Книга эта может быть прочитана как напоминание об ушедшей натуре, – о том, что от человека остается лишь овнешненное, так или иначе закрепленное в материальном, оформленное. Следы его жизни, по которым мы пытаемся ее восстановить. Но это всегда лишь обломок. Не жизнь – ее мы добавляем от себя. (В этом были правы историки-романтики – последующие историки лишь предъявляют иные требования к проверке этой реконструкции, скептически относясь к «поэтическому воображению», восполняющему нехватку данных, но от самого воображения не уйти). От Кристи почти ничего не осталось – из того, что оправдывало бы внимание к нему Соловьева, любовь к нему Леонтьева, надежды, возлагаемые Филипповым. Если бы мы верили лишь тому, что сохранилось от самого Кристи (или что Кристи успел написать об учителе), то нам оставалось бы лишь пройти мимо. Но здесь, в итоге, случилось наоборот – не ученик сохранил память об учителе, но благодаря учителю Кристи возвращается в нашу память. Как очень дорогой, близкий, трепетно-значимый для Леонтьева человек. Если нам и удается отчасти прикоснуться, понять то очарование, которое было в «Ваничке», то в наименьшей мере благодаря оставшимся от него статьям и письмам – учитель донес до нас весть о том дорогом, что чувствовал он в своем неудачливом, живущим нескладной, путанной и столь печально закончившейся жизнью ученике. И нам остается лишь верить на слово наставнику, хорошо умевшему видеть людей – и, стало быть, увидевшему в Кристи нечто заслуживающее глубокой приязни, отеческой заботы: нечто, не сохранившееся во времени, безразличному ко всему, не обретшему форму.
13. Дурылин
О всякой твари
У Сергея Николаевича Дурылина (1886–1954) было несколько ипостасей. Одна из них (советского литературоведа, историка театра, биографа Ермоловой и Нестерова) – в последние полтора десятилетия его жизни была единственной, представленной «вовне», той, которая существовала для всех, кроме сравнительно небольшого круга друзей.

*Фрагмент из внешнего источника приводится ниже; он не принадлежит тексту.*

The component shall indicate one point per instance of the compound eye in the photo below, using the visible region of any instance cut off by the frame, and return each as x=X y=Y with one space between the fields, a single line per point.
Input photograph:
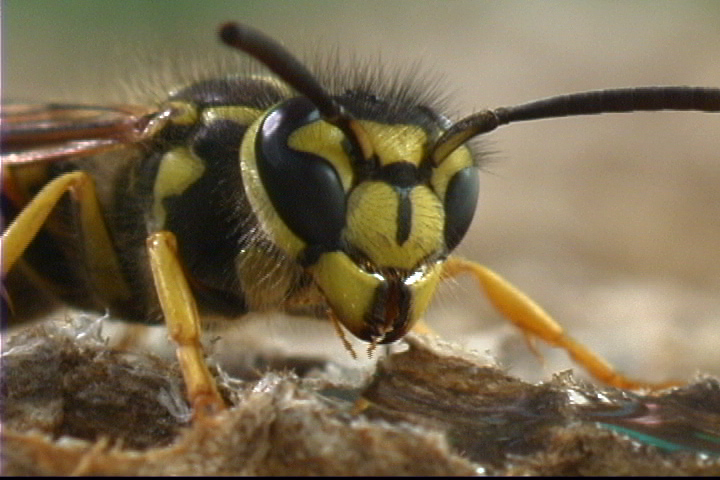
x=305 y=189
x=460 y=202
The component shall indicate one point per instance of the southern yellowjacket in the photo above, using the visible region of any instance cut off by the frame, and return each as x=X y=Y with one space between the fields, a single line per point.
x=253 y=193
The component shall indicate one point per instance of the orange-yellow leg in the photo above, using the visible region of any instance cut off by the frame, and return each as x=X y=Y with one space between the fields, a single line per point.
x=96 y=240
x=183 y=324
x=536 y=323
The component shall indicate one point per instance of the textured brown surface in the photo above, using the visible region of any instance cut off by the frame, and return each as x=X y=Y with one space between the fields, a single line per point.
x=72 y=405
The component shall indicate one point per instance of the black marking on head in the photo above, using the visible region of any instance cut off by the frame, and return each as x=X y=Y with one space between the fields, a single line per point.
x=404 y=216
x=304 y=189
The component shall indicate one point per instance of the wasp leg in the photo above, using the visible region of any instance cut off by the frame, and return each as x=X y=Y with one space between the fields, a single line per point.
x=99 y=249
x=535 y=322
x=183 y=324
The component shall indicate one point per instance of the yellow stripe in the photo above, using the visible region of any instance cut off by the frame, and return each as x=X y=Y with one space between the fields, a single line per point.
x=179 y=168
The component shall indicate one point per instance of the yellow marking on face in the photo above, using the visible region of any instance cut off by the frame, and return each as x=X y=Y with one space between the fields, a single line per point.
x=325 y=140
x=348 y=289
x=179 y=168
x=241 y=115
x=372 y=225
x=396 y=143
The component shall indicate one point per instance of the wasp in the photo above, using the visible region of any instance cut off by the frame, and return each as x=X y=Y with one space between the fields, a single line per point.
x=339 y=200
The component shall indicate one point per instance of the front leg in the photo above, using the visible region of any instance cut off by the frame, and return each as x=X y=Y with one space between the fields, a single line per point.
x=183 y=324
x=536 y=323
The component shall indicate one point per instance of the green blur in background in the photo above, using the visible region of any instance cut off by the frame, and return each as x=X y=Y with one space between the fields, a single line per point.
x=611 y=223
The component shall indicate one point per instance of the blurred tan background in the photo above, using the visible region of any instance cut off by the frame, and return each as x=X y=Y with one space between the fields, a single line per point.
x=611 y=223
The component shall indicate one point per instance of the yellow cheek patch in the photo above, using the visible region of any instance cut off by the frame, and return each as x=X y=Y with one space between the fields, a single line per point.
x=179 y=168
x=325 y=140
x=396 y=143
x=349 y=290
x=241 y=115
x=373 y=224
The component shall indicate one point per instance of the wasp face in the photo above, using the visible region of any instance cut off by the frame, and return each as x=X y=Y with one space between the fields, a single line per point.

Жизнь его жестко делится на периоды. Здесь есть и юношеское толстовство, и революционные увлечения, и декадентские опыты. Есть и совсем иная жизнь – после принятия священства, жизнь приходского священника, ссылки 1920-х. Внешне удивительным образом, его биография «нормализируется» только на последнем отрезке: обосновавшись под Москвой, в Болшево в 1936 г., он становится «советским ученым», ему удается найти для себя «угол» в новой реальности. В эти годы он будет писать «нужное», одновременно бережно сохраняя и изредка давая читать ближайшим то, что было написано ранее, для себя.
«Угол», отысканный им в середине 1930-х, не будет даже тем «своим углом», который ему удавалось обретать ранее. Ведь 1920-е, житейски самый тяжелый период для Дурылина, одновременно – время, когда он создал свои лучшие произведения, остававшиеся неизвестными для публики вплоть до 1990-х годов, а некоторые – и совсем до недавних лет.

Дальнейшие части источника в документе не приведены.